Earlier this week, the Department of Energy within the Ministry of Economy released a draft resolution through which the cogeneration tax paid by electricity exporters will be eliminated. By this initiative, the Government aims to encourage domestic producers to export electricity in an attempt to turn Romania into a major electricity supplier in Central and South-Eastern Europe regions. The draft resolution in question amends the Government Decision no. 1215/2009 that establishes the required criteria and conditions for implementing the support-scheme for high efficiency cogeneration, however, this year the new provisions will have no impact on final consumers, a press release informs.
Despite there is a month allocated to public debates on the changes proposed, they will be discussed today within the Government, Prime Minister Victor Ponta said on Monday, emphasizing the importance such measure will have in Romania’s electricity export strategy – “Also on Wednesday, the Government will discuss on eliminating the cogeneration tax for exports, this way encouraging Romania’s energy exports in regional market”, he confirmed.

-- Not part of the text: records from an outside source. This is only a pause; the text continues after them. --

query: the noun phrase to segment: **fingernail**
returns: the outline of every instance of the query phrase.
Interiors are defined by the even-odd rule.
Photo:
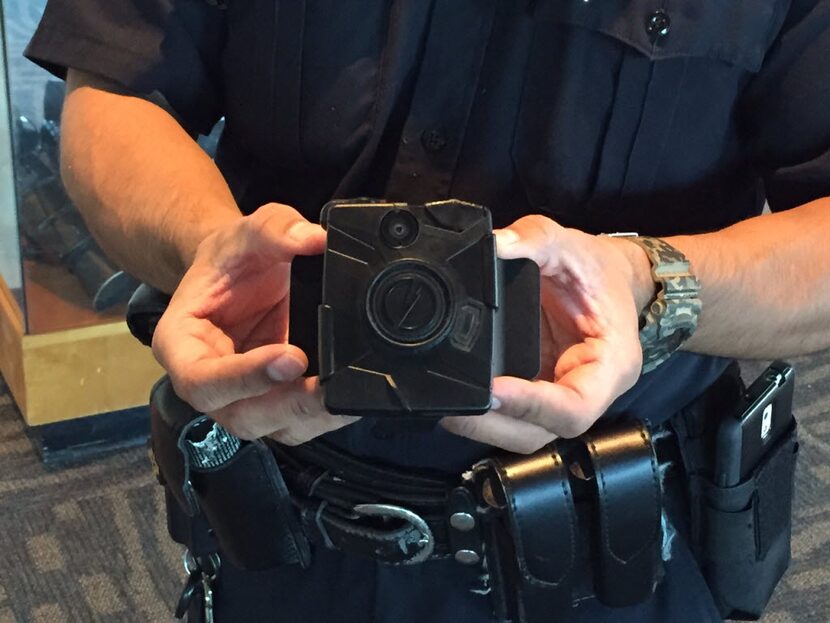
[[[293,381],[305,372],[305,365],[290,355],[283,355],[269,363],[265,372],[272,381]]]
[[[490,410],[498,411],[499,409],[501,409],[501,400],[493,396],[490,398]]]

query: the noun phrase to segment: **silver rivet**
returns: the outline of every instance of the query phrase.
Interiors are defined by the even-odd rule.
[[[455,552],[455,560],[462,565],[474,565],[481,560],[481,556],[471,549],[460,549]]]
[[[476,527],[476,520],[470,513],[453,513],[450,515],[450,525],[461,532],[469,532]]]

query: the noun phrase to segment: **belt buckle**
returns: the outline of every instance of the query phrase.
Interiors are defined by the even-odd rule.
[[[408,558],[397,562],[401,565],[415,565],[427,560],[435,549],[435,537],[423,517],[411,510],[394,504],[358,504],[354,512],[363,517],[400,519],[411,526],[411,531],[400,541],[401,550],[408,553],[407,546],[417,545],[418,549]],[[414,533],[414,534],[413,534]],[[411,534],[411,536],[409,536]]]

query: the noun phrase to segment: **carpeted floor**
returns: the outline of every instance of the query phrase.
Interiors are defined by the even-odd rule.
[[[794,561],[765,623],[830,621],[830,353],[795,363]],[[0,623],[172,621],[181,578],[146,451],[50,471],[0,380]]]
[[[145,449],[45,468],[0,381],[0,623],[172,621],[162,505]]]

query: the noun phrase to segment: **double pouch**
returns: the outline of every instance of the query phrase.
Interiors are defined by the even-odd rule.
[[[473,474],[499,621],[564,621],[582,598],[624,607],[652,595],[663,574],[663,500],[642,422],[487,459]]]
[[[792,418],[737,485],[718,486],[712,435],[721,413],[704,408],[704,418],[675,418],[682,418],[675,430],[689,476],[692,547],[721,616],[754,621],[790,563],[797,426]],[[702,425],[690,429],[690,420]]]

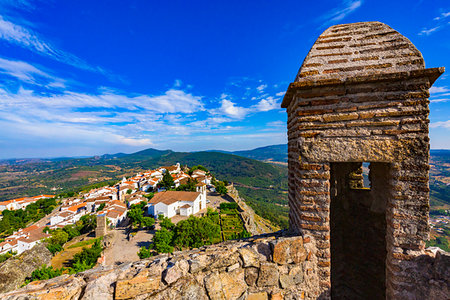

The amount of electricity produced in cogeneration plants Romania delivered abroad has significantly increased in 2013 over 2012 as exports tripled in the last quarter of the past year. ANRE’s (Romania’s Energy Regulatory Authority) data shows that there was a growth by 76 percent in the amount of electricity exported – 1959 GWh, compared to 1108 GWh in 2012. In the last four months of 2013, alone, exports amounted to 1066 GWh.
According to the Department of Energy, apart from targeting an efficient use of energy resources and supporting the large coal power producers, the draft has been prepared by taking into consideration the necessity of Romania’s adherence to the interconnected markets from the Czech Republic, Slovakia and Hungary.
The cogeneration tax stimulates the production of energy in cogeneration plants, similar to the support-scheme for electricity generated from renewable sources and which includes green certificates. For the current year, the cogeneration tax is 0.01838 lei/KWh, lower than in 2013 when it was 0.0231 lei/KWh and ss the green certificates, it is included in the consumers’ bills. Under current regulation, this tax is paid both by consumers and by electricity exporters. In order to benefit from this subvention granted between 2011 and 2023, a power station must have an installed capacity ranging from 1 MW to maximum 4000 MW and it must be classified as high-efficiency.